I’ve been thinking long and hard about sharing my life with my in-laws. If you’ve been a long time reader of New York Chica (thank you!!) then you will notice that I rarely write about family issues because that is not what my blog is about. I want people to come by, read what I posted and leave on a good note.
But life isn’t always happy. We all go thru some drama whether we like it or not. It’s a part of life, especially if you’re married. Because not only are you married to your spouse, you’re also married to their family. You may not agree with that but in reality if you really think about it, it’s true. Your in-laws become your family and vice-versa. Your job is to get along or at least try for the sake of your spouse.
So here’s the thing; it’s been a few years since I last spoke to my sister-in-law — not by choice (I should say in-laws but this is the main issue). To be totally honest, we were extremely close once upon a time. When I say close, I mean close like sisters. We would talk on the phone almost daily. My kids would sleep over her house and vice-versa. But as time went on and as my daughter got older, my husband and I thought it would be a good idea for our daughter to stop sleeping in the same bed with her male cousin and brother.
Fair enough, right? We are her parents and adults should respect the parent’s rules and wishes, no matter what it is, right? Plus, why should a 9-year-old girl sleep in the same bed with the opposite sex?
Well, for my SIL, that didn’t work out as planned. I spoke to her about our feelings of having our daughter sleep in a separate bed because she was getting older and we’re trying to teach our daughter about self-respect. We feel as her parents, we should be able to set rules for our kids regardless of where they are. Our rule was, she should sleep by herself when boys are around or she’s not allowed to have a sleepover at all.
After I said what I had to say, it caused a huge disagreement and caused unnecessary accusations about us not trusting her, her family or her home. I tried to explain that it was nothing against her or her kids (she has 3 boys), it’s just how kids are. At that age (age 9 or at times even earlier) kids can become experimental because of hormones and all, especially with stuff they learn and hear at school. It was not meant for any negativity or any problems. Boy, was I wrong. Since she’s a very opinionated person, I figured I would be able to express my own opinions about my kids, right?
It was like she took the whole situation and flipped it around. It was now about us not trusting her and all hell broke loose. At the time my daughter was 9-years-old. She’s twelve now. It’s been 3 years since we last spoke. Til this day, we still do not speak. I’ve apologized for “hurting” her (she accused me of hurting her on purpose) many times because that was not my intention and still she has put up a brick wall.

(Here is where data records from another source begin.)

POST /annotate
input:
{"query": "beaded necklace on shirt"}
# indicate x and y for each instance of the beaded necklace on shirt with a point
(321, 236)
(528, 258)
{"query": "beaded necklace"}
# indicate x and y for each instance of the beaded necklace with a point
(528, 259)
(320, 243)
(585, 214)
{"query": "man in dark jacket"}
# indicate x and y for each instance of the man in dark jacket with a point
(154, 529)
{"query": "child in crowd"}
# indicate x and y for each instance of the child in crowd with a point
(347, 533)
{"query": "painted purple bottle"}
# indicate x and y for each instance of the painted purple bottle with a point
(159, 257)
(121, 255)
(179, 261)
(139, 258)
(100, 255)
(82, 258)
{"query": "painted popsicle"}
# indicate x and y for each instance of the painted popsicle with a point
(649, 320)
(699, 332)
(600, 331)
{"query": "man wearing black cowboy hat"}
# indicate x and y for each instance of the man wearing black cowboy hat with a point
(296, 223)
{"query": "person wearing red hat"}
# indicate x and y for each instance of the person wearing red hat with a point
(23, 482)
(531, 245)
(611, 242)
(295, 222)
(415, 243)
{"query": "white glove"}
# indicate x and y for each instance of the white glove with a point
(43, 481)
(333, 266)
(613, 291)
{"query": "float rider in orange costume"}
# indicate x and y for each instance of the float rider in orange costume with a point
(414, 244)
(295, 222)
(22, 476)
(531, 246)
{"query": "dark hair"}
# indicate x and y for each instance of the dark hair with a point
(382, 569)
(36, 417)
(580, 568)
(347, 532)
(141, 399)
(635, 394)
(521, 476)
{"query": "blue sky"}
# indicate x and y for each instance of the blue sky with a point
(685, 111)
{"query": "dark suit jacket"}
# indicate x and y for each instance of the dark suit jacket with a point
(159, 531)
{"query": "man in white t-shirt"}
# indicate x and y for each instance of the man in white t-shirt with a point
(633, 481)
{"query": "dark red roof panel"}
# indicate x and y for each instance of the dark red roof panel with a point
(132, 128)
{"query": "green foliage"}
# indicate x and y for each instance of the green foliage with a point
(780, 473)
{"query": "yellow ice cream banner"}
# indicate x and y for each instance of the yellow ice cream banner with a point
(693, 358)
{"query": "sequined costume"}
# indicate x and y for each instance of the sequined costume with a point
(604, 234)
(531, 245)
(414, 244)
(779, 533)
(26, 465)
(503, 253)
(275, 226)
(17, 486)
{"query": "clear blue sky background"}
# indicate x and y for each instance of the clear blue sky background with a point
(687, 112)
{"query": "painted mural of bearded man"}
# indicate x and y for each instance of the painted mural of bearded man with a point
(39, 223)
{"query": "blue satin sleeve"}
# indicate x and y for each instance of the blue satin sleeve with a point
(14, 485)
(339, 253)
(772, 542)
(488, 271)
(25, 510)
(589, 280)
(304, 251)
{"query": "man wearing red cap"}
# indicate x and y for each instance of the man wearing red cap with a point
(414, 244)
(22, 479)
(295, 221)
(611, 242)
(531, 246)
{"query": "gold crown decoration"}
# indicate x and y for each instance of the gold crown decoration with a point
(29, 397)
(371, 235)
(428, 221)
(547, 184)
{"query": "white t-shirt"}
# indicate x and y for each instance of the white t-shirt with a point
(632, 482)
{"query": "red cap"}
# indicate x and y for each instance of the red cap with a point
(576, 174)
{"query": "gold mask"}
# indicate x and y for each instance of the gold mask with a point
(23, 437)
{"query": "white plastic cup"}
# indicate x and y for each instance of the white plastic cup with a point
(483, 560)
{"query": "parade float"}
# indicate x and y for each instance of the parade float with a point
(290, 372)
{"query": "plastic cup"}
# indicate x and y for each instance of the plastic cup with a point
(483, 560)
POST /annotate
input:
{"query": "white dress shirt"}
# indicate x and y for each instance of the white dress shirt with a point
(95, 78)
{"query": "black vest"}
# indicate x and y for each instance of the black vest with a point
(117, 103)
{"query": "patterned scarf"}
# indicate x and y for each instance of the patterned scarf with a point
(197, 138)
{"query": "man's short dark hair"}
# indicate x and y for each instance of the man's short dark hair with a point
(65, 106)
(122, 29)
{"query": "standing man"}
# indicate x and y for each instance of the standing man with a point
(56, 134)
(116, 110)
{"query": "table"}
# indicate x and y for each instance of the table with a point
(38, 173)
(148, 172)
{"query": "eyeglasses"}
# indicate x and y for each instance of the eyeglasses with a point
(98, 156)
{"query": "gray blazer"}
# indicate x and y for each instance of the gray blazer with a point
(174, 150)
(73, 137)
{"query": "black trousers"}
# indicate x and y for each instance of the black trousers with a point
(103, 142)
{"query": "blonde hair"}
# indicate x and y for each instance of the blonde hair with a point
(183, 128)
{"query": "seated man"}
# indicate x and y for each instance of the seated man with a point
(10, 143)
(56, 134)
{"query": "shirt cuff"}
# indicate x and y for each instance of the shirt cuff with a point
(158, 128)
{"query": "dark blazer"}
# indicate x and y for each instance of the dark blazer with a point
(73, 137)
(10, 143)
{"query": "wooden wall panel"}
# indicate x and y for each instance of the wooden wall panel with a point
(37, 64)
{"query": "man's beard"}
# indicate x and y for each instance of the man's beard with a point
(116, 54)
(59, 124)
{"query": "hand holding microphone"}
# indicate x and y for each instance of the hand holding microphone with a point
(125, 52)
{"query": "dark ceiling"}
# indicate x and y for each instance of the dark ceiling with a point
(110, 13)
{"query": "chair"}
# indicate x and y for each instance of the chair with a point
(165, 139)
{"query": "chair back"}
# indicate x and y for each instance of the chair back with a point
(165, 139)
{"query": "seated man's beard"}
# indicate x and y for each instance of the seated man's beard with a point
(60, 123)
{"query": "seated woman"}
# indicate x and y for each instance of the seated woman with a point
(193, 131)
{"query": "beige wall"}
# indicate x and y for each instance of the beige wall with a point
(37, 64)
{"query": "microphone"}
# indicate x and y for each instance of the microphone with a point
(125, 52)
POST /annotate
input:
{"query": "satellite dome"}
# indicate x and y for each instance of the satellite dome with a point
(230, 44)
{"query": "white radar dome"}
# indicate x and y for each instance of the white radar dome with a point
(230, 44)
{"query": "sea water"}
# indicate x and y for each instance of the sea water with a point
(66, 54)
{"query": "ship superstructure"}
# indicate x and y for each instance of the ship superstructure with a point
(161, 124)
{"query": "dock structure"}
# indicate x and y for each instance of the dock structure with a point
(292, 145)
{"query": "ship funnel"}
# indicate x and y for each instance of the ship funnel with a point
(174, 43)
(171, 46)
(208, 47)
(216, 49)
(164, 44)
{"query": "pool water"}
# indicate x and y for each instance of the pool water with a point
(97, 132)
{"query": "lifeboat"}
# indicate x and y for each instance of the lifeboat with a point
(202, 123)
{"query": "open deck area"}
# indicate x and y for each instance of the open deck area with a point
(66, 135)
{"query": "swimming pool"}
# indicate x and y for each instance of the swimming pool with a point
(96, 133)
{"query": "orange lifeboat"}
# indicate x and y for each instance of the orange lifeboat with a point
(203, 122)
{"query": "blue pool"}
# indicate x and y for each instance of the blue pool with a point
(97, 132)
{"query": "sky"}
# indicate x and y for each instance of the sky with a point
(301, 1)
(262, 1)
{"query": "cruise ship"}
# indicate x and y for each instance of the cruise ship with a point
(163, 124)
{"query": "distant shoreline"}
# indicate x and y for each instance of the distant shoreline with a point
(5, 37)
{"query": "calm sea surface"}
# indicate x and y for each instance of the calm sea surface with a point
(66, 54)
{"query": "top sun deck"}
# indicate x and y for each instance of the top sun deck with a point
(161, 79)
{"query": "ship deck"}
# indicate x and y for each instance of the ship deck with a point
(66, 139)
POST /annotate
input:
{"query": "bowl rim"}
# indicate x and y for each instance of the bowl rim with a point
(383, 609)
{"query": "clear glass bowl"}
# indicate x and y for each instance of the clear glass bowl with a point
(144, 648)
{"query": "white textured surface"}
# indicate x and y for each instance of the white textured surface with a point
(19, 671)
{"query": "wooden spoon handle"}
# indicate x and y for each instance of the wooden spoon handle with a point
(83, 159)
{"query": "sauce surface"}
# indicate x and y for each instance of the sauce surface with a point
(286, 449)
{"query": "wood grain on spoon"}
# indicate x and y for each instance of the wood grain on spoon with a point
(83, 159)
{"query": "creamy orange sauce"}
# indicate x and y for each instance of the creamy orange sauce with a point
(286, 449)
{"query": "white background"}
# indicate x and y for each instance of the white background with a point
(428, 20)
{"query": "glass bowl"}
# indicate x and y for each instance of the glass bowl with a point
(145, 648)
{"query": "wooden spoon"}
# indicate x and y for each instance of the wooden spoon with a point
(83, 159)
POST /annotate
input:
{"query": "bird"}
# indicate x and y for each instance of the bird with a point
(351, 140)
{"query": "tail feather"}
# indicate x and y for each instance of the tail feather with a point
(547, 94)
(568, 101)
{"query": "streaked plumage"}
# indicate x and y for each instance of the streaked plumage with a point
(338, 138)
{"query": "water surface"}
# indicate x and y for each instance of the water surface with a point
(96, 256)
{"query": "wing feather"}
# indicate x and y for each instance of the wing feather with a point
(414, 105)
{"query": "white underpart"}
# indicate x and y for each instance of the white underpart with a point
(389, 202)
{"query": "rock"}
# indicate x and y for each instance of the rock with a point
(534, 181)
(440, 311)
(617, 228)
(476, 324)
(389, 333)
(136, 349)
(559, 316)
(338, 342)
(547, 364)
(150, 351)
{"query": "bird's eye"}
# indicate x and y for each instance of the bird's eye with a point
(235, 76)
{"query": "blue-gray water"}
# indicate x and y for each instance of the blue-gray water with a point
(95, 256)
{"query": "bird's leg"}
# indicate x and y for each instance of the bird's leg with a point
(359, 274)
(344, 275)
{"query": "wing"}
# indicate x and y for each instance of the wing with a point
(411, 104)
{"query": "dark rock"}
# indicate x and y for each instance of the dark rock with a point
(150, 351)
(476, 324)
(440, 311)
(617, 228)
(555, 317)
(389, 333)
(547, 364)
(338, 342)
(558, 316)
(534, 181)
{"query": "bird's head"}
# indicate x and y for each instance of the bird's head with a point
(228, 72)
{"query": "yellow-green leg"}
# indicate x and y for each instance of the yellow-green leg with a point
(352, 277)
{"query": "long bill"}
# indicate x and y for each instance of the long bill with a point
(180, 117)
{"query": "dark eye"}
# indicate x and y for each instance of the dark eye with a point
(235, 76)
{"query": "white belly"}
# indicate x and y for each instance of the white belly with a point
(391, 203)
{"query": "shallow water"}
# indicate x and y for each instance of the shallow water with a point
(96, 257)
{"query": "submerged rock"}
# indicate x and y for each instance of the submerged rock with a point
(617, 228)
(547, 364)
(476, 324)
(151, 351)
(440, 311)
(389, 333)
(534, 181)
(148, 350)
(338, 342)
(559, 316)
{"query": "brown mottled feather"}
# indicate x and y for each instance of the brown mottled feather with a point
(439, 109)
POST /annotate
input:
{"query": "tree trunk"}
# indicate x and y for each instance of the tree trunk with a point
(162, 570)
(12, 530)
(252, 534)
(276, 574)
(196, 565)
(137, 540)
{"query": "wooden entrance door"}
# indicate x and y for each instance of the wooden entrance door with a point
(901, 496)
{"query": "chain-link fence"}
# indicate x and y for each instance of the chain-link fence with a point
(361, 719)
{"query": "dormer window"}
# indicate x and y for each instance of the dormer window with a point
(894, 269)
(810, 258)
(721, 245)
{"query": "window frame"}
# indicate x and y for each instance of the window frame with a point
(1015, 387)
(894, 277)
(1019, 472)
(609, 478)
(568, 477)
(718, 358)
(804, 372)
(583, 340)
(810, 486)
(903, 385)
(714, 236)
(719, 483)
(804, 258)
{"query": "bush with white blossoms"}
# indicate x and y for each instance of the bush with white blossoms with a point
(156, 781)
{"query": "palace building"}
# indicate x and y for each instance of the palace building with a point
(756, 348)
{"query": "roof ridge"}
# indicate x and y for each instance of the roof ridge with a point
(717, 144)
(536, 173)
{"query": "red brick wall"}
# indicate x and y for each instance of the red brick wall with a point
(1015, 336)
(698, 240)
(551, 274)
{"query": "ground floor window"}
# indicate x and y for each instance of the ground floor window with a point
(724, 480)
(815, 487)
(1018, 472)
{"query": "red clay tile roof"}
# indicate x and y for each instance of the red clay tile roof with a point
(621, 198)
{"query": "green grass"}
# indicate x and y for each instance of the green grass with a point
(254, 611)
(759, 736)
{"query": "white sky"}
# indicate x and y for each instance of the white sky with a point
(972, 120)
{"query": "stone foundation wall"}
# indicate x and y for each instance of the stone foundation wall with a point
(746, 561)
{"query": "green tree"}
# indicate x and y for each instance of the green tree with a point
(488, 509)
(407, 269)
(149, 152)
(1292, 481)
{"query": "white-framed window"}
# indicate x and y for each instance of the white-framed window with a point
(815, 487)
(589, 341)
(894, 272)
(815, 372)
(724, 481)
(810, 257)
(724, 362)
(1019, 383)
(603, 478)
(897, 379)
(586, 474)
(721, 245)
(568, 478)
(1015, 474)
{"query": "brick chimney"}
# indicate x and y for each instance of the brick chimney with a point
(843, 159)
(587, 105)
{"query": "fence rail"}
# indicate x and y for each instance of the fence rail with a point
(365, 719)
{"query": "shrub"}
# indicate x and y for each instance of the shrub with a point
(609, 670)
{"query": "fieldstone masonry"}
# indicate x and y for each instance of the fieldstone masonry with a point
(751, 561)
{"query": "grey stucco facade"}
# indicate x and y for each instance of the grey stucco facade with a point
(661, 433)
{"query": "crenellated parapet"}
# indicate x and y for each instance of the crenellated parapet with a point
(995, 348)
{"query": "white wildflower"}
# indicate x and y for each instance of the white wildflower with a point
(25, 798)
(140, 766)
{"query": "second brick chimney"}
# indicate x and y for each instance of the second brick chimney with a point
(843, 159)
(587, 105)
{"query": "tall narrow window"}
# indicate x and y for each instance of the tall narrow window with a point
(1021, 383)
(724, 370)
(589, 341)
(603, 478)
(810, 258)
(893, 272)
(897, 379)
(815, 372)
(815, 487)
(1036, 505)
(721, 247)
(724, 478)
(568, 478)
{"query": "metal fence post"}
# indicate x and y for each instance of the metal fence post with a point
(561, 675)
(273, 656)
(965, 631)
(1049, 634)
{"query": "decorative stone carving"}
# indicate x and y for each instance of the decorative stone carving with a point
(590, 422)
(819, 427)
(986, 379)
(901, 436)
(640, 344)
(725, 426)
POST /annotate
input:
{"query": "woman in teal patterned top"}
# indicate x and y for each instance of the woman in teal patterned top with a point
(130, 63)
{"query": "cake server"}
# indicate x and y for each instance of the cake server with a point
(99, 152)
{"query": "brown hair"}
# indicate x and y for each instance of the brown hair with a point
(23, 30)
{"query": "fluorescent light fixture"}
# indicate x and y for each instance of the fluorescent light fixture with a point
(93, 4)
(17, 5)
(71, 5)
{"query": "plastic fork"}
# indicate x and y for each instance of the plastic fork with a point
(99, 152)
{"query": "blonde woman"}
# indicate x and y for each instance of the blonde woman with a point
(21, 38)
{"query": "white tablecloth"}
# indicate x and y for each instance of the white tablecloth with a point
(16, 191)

It’s a hard situation. I would love for her to be back in our lives again but I don’t want any negativity in our lives or anyone who disrespects our rules as a parent or even accuse us of not trusting her. You know what I mean?
We should be able to have ground rules for our kids and people should respect that.
If you’ve seen The Real Housewives of New Jersey lately, then you may noticed our situation is very similar to Teresa’s and Melissa’s relationship. I can’t help but wonder what is the reason for the brick wall my sister-in-law has built for us? What is she trying to prove?
I wish I knew. I guess only time will tell. But after 3 years, should I even bother? Or should I wait and see?
How do you deal with your in-laws when you have a disagreement and/or rules they won’t accept? I would love some advice.